Accession Number:

ADA478204

Title:

On-Line New Event Detection, Clustering, and Tracking

Descriptive Note:

Doctoral thesis

Corporate Author:

MASSACHUSETTS UNIV AMHERST DEPT OF COMPUTER SCIENCE

Personal Author(s):

Report Date:

1999-09-01

Pagination or Media Count:

170.0

Abstract:

In this work, we discuss and evaluate solutions to text classification problems associated with the events that are reported in on-line source of news. We present solutions to three related classification problems new event detection, event clustering, and event tracking. The primary focus of this thesis is new event detection, where the goal is to identify news stories that have not previously reported, in a stream of broadcast news comprising radio, television, and newswire. We present an algorithm for new event detection, and analyze the effects of incorporating domain properties into the classification algorithm. We explore a solution that models the temporal relationship between news stories, and investigate the use of proper noun phrase extraction to capture the who, what, when, and where contained in news.
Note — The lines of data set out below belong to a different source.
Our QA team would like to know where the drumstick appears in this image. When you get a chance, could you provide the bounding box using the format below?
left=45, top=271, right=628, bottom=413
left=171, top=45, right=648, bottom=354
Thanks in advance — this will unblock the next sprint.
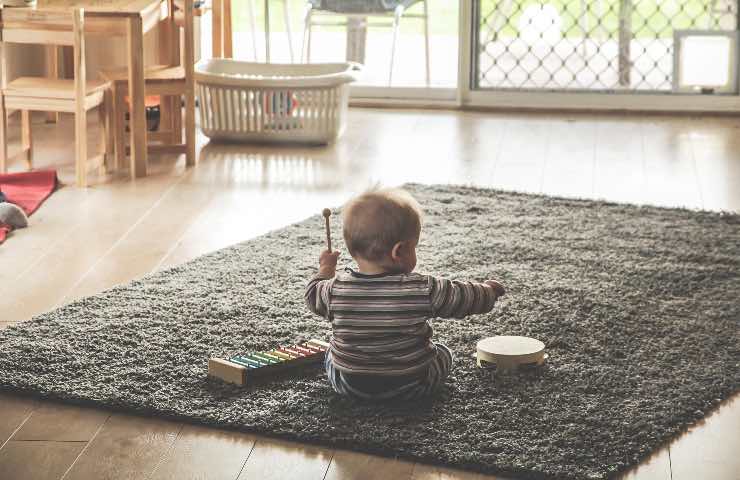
left=321, top=208, right=331, bottom=252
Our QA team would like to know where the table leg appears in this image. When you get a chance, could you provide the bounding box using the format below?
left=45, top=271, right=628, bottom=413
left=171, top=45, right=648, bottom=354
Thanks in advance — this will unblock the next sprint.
left=128, top=17, right=147, bottom=178
left=347, top=17, right=367, bottom=63
left=211, top=0, right=224, bottom=58
left=46, top=45, right=61, bottom=123
left=265, top=0, right=270, bottom=63
left=221, top=0, right=234, bottom=58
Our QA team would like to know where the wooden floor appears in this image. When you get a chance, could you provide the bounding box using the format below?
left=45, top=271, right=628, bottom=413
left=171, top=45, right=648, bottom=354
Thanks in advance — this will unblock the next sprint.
left=0, top=110, right=740, bottom=480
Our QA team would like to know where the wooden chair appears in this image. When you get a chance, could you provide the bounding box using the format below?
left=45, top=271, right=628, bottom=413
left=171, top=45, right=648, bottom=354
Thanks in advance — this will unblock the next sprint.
left=100, top=0, right=195, bottom=166
left=0, top=9, right=111, bottom=187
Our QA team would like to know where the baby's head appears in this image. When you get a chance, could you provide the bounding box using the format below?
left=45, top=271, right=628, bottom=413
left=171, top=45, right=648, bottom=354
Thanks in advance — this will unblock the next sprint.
left=342, top=189, right=422, bottom=273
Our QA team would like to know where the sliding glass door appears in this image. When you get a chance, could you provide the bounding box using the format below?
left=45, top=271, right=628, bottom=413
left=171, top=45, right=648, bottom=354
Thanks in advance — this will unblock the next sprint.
left=464, top=0, right=738, bottom=110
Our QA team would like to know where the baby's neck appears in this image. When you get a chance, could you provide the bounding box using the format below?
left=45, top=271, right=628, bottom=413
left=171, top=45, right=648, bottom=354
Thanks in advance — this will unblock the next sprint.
left=355, top=258, right=393, bottom=275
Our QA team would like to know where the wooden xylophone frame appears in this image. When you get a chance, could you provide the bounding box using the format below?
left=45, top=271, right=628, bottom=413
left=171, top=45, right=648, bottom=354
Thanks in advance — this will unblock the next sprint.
left=208, top=340, right=329, bottom=386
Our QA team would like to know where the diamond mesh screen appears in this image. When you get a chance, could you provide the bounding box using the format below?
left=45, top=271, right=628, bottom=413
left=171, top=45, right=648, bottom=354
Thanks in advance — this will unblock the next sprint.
left=475, top=0, right=737, bottom=91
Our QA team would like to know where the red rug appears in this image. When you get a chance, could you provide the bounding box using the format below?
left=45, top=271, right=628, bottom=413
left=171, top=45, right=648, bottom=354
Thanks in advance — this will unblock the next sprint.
left=0, top=170, right=57, bottom=243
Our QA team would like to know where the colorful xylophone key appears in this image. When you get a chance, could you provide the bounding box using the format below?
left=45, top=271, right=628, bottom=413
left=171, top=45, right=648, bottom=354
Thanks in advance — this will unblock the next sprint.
left=208, top=340, right=329, bottom=386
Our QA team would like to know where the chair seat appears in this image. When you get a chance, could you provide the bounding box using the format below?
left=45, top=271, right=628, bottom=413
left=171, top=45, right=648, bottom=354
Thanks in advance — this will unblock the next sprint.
left=3, top=77, right=110, bottom=101
left=100, top=65, right=185, bottom=83
left=309, top=0, right=420, bottom=15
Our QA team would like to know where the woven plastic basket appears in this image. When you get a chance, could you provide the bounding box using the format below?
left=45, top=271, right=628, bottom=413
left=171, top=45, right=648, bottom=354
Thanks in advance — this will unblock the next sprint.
left=195, top=58, right=361, bottom=144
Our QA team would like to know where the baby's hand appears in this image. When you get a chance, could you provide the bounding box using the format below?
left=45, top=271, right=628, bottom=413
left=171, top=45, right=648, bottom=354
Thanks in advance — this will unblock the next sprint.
left=483, top=280, right=506, bottom=297
left=319, top=250, right=339, bottom=277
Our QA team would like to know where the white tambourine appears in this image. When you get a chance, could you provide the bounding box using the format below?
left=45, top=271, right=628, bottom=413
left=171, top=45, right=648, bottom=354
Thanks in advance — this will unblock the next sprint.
left=475, top=335, right=548, bottom=372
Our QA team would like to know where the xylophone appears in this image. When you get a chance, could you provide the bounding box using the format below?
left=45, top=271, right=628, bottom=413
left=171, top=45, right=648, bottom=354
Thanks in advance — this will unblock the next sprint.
left=208, top=340, right=329, bottom=386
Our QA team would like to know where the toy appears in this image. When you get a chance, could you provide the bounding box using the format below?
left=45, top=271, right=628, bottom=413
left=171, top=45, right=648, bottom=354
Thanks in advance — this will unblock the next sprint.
left=321, top=208, right=331, bottom=252
left=208, top=340, right=329, bottom=386
left=475, top=335, right=548, bottom=373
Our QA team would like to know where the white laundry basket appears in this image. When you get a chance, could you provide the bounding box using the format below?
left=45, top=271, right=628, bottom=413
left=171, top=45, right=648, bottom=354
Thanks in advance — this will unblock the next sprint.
left=195, top=58, right=361, bottom=144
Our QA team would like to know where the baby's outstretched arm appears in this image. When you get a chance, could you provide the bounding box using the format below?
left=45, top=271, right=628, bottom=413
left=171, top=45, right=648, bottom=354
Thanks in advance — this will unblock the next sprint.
left=429, top=276, right=506, bottom=318
left=304, top=250, right=339, bottom=318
Our results for new event detection suggest that previous approaches to document clustering provide a good basis for an approach to new event detection, and that further improvements to classification accuracy are obtained when the domain properties of broadcast news are modeled. New event detection is related to the problem of event clustering, where the goal is to group stories that discuss the same event. We investigate on-line clustering as an approach to new event detection, and re-evaluate existing cluster comparison strategies previously used for document retrieval. Our results suggest that these strategies produce different groupings of events, and that the on-line single-link strategy extended with a model for domain properties is faster and more effective than other approaches. In this dissertation, we explore several test representation issues in the context of event tracking, where a classifier for an event is formulated from one or more sample stories. The classifier is used to monitor the subsequent news stream for documents related to the event.

Subject Categories:

  • Information Science
  • Cybernetics

Distribution Statement:

APPROVED FOR PUBLIC RELEASE